RUS VE ERMENİLER TARAFINDAN KATLEDİLEN TÜRKLER

Amerikan tarihçisi Prof. Dr. Justin McCarthy’nin tespitlerine göre 1912-1922 yılları arasında Türkiye’nin yalnızca doğu vilayetlerinde 1.189.132, Transkafkasya’da ise 413.000 Türk ve Müslüman, Ermeniler ve Ruslar tarafından katledilmiş olup, katledilen Türk ve Müslümanların toplam sayısı 1.602. 132 kişidir. Bunların yanı sıra Ermenilerin öncülük ettiği Rus ordusunun istilasına uğrayan vilayetlerden 1.604.031 Türk ve Müslüman (göç ettirilen Ermenilerin 3,5 katı) topraklarını terk ederek göç etmek zorunda kalmış ve bunların 2/3’ü (1.000.000 Türk ve Müslüman) yollarda hayatını kaybetmiştir. Bu miktara bulundukları bölgelerde Rus ve Ermeniler tarafından katledilenler de eklendiğinde katledilen Türk ve Müslümanların sayısı 2.000.000’u aşmaktadır.
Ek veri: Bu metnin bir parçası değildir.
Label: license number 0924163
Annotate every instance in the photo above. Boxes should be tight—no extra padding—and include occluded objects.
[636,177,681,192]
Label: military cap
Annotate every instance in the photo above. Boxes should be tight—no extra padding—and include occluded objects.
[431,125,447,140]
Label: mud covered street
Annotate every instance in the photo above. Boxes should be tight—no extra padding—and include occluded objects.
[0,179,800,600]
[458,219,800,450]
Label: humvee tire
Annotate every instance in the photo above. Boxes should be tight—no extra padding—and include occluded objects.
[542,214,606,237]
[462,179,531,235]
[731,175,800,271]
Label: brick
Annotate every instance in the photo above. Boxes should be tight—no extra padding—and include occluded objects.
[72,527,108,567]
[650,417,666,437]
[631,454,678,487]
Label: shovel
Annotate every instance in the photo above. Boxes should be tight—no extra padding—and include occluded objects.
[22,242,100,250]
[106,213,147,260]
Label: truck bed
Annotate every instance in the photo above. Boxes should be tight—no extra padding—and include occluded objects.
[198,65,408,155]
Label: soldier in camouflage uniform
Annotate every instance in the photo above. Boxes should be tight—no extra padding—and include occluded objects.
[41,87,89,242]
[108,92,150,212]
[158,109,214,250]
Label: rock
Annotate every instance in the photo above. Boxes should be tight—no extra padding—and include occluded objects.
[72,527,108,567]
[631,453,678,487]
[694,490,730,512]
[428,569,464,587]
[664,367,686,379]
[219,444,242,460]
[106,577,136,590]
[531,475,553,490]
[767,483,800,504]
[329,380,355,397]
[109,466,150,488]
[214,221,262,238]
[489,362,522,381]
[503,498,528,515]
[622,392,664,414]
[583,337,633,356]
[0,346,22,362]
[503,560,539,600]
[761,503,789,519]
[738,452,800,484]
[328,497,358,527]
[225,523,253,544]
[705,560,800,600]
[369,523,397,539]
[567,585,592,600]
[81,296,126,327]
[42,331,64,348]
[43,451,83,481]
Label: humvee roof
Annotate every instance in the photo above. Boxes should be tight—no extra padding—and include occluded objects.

1.Dünya Harbinde göçlerden sonra 280.000 Ermeni’nin Anadolu’da kaldığı, diğerlerinin göç yerlerine ulaştığı, buna karşılık Rus ve Ermeni saldırıları sonucu 2.400.000 Türk ve Müslüman’ın hayatını kaybettiği, ABD Başkanı Ronald Reagan’ın Hukuk Danışmanı Bruce Fein tarafından da açıklanmıştır.

Bu gerçekler ortadayken Türklerin Ermenileri soykırıma uğrattığı iddialarına özellikle Papalık makamının destek olmamasını ve adil davranmasını beklemek tüm Müslümanların ortak beklentisidir.

ASALA TERÖRÜ VE TÜRK DİPLOMATLARINA SUİKASTLARI

Yaşanan bunca acılara rağmen, 1920 Gümrü ve Moskova ile 1921 Kars Anlaşmaları yapılarak sınırlar belirlenmiş ve barış sağlanmıştır. Bu 3 Antlaşmadan sonra 1923 Lozan Antlaşması ile de belirlenen bu sınırlar ve sağlanan barış teyit edilmiştir. Böylece meseleler çözüldüğü halde, aradan 50 yıl geçtikten sonra, ASALA terör örgütü ortaya çıkmış ve Türklere karşı terör ve katliamı yeniden başlatılmıştır. 1973 ile 1984 yılları arasında, batılı 21 ülkenin 38 şehrinde gerçekleştirilen 110 terör saldırısında, Türkiye Cumhuriyeti’nin dış temsilciliklerinde çalışan 42 Türk diplomatı katledilmiş ve 15 Türk ve 66 yabancı yaralanmıştır. Türkiye ASALA’yı çökertince görev, elebaşlarının çoğunun Ermenilerden oluştuğu bilinen PKK’ya devredilmiştir.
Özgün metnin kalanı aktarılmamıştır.